This quite dramatically limits the things that can be done. Are they going to make ACT government business enterprises - assuming that we have any real ones - more efficient, or maybe even sell them off altogether to raise revenue, just like the Federal Labor Government has done with Qantas and the Commonwealth Bank? This would be worth while, but not if they were to put the revenue back into recurrent expenditure. They must use it, if they do that, to actually pay off debt or the like. I am sure that Ms Follett would not quite understand that. Are they going to make the savings by reducing the public service or introducing lower employer contributions to government superannuation now that we have the green light on a separate ACT public service? In other words, are they going to screw the public service? It appears that we are not going to do that either now, from what Mr Berry says; so again another option is totally excluded. If they do cut back the maintenance on roads, public art works, buildings, it only leads to extra expenditure problems later and, of course, more importantly, will lower our quality of life in the ACT. There is all this to deal with and make decisions about, and there is a deathly silence from this Government.

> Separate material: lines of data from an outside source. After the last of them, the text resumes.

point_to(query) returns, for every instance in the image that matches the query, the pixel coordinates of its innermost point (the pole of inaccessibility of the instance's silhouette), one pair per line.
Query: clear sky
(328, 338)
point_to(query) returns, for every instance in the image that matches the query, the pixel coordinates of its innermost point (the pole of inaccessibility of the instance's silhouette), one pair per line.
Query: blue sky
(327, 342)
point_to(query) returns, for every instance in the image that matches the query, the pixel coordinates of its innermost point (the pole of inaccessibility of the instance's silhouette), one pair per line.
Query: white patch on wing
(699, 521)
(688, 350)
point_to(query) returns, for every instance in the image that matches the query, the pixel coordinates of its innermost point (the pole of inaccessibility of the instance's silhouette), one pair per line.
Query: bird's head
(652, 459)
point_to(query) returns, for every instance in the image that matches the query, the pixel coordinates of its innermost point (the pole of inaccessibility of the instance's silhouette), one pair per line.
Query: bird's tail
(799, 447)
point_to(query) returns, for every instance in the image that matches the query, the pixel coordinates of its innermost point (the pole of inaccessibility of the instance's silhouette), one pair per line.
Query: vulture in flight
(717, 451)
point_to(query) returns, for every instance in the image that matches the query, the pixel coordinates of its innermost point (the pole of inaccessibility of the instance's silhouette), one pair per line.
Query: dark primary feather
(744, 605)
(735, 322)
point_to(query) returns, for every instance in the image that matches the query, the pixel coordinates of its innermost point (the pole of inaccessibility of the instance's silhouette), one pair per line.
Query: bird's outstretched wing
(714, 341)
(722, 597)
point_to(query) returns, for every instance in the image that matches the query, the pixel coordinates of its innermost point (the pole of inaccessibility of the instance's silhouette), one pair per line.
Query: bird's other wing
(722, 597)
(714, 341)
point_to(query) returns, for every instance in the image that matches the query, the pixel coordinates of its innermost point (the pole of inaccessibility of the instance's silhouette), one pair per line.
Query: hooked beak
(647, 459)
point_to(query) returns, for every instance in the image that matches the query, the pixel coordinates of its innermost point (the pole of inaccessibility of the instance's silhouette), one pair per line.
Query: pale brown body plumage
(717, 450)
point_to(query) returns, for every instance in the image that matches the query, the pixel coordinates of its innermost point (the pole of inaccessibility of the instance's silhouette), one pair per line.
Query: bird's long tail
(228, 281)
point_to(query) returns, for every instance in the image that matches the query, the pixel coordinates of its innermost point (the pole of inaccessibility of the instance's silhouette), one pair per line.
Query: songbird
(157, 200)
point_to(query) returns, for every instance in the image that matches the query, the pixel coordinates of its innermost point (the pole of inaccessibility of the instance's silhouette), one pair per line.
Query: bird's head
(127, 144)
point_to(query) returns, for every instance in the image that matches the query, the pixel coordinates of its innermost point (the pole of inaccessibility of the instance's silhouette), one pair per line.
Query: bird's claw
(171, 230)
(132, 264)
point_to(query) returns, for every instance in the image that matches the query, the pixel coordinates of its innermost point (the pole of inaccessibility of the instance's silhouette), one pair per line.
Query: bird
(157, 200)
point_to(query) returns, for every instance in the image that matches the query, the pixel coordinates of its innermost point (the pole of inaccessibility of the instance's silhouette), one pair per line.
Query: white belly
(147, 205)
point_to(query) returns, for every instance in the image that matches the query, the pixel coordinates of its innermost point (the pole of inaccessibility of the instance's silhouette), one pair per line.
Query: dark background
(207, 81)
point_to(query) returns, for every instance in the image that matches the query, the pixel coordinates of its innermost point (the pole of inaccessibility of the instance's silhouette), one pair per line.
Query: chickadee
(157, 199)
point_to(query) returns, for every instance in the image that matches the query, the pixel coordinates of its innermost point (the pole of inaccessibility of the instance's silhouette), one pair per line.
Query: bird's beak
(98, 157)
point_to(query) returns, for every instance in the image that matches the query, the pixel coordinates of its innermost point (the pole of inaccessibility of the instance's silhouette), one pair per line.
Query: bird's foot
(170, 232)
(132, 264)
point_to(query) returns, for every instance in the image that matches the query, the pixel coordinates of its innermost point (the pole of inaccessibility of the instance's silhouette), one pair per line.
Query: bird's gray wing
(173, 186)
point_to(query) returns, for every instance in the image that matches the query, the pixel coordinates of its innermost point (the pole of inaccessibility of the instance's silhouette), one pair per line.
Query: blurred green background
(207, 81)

I and my colleagues, and I am sure the people of Canberra, have absolutely no sympathy for them. The Government has known for a long time that the level of Commonwealth funding was going to be cut; in fact, it was going to be pruned back gradually every year. They have also known that this year, the 1992-93 year, was going to be a hard year, and so, on it would go. We have known for a very long time that this was going to happen, and where are the plans? Where have they consulted the community groups, the Belconnen Community Council and the other groups around that spend an awful lot of their time and effort trying to help and to make the ACT a better place in which to live?

Mr Berry: Is that what they call help?

MRS CARNELL: Trying to help us.

Mr Humphries: That is on the record, Mr Berry.